Article Index

Computational Intelligence Laboratory (CIL),
Institute of Informatics and Telecommunications
National Centre for Scientific Research “Demokritos”
Contact person: Stavros Perantonis

Supervised Learning, Neural Networks

Novel supervised learning algorithms for feedforward networks have been proposed incorporating additional knowledge in the learning rule using constrained optimization [Per00a]. This has been shown to lead to the formulation of efficient Constrained Learning Algorithms with accelerated learning properties [Kar95, Per95, Amp02, Amp01, Per00b, Amp99]. The additional knowledge can be encoded in the form of objectives leading to single – or multi-objective optimization criteria that have to be satisfied simultaneously with the demand for a long-term decrease of the cost function.

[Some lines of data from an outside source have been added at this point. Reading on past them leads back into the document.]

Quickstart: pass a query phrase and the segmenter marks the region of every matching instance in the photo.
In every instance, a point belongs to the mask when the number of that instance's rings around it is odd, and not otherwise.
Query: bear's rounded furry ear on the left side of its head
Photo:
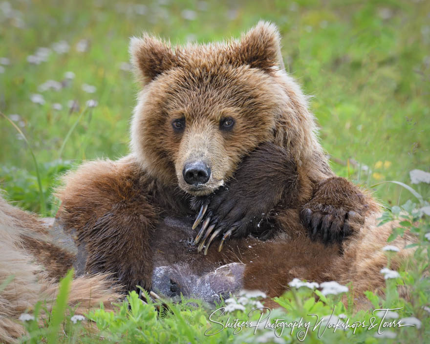
[[[131,64],[144,84],[177,64],[170,44],[146,33],[142,38],[131,38],[129,52]]]

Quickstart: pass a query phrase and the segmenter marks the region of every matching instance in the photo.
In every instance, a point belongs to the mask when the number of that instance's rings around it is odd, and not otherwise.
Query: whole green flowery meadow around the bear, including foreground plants
[[[403,307],[400,317],[420,319],[420,328],[398,329],[393,332],[398,337],[384,340],[424,341],[430,334],[430,282],[422,278],[429,272],[430,221],[424,214],[426,207],[430,213],[430,188],[428,183],[412,184],[410,171],[430,171],[428,0],[0,0],[4,197],[53,216],[59,204],[52,194],[62,173],[86,159],[128,153],[138,90],[130,72],[129,37],[150,31],[174,44],[204,43],[238,37],[259,19],[280,28],[286,69],[310,95],[333,170],[372,190],[386,207],[384,219],[403,221],[395,235],[408,228],[419,237],[414,263],[399,271],[398,278],[387,279],[387,297],[369,293],[368,298],[375,307]],[[411,301],[396,298],[396,284],[412,286]],[[288,310],[284,316],[291,321],[312,312],[325,316],[333,305],[337,316],[372,316],[345,308],[340,296],[315,301],[317,292],[302,287],[285,294],[279,300]],[[245,314],[250,304],[235,312]],[[281,339],[258,339],[245,330],[234,335],[231,329],[204,336],[210,308],[193,305],[171,305],[173,314],[159,318],[152,305],[130,295],[114,315],[99,310],[86,316],[97,321],[103,336],[98,340],[109,343],[297,341],[287,331]],[[61,331],[57,324],[52,330],[49,319],[42,330],[30,322],[32,334],[23,341],[58,340],[43,332],[49,330],[60,331],[56,333],[65,343],[91,342],[94,334],[79,322],[75,326],[68,313]],[[322,338],[313,333],[306,342],[378,340],[374,331],[357,331]]]

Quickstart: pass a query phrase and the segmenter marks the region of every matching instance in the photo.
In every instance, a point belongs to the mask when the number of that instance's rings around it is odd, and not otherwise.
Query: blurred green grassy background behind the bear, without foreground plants
[[[60,173],[128,152],[138,89],[130,36],[147,30],[174,44],[210,42],[238,37],[259,19],[280,28],[285,66],[312,96],[335,172],[370,187],[409,184],[410,170],[429,171],[429,1],[0,0],[6,197],[51,215]],[[375,191],[387,204],[410,197],[393,184]]]

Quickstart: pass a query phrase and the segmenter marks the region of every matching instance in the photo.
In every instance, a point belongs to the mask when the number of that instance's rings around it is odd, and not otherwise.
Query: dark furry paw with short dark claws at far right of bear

In this approach, an optimization problem is formulated at each epoch of the learning process. The additional information incorporated into the algorithm can be either of a general nature (related to exploitation of certain features of the cost function landscape) or problem specific (exploiting specific characteristics of the application whose solution is sought by training a feedforward neural network). The family of proposed algorithms comprises both first order algorithms involving only gradient information [Kar95, Per95], as well as second order algorithms taking into account additional Hessian information [Amp02].

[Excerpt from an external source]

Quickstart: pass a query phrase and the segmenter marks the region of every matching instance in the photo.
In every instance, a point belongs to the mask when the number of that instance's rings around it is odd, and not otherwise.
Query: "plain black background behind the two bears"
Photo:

These algorithms have been widely cited in the literature and used by other authors in many different applications such as eye detection and face detection, gender recognition, dynamics identification and video quality estimation [Amp98] among other applications. Another successful application of the constrained learning algorithms that has gained momentum in recent years is numerical polynomial factorization and root finding.

Feature Extraction

In [Pet04] a general framework is proposed for feature generation in pattern recognition problems taking into account class information. This framework unifies state-of-the art feature extraction methods, like linear discriminant analysis, heteroscedastic discriminant analysis, maximization of mutual information as well as neural network based methods [Per99] under a general information theoretic framework, and serves as a spring board for the development of new efficient supervised feature generation algorithms.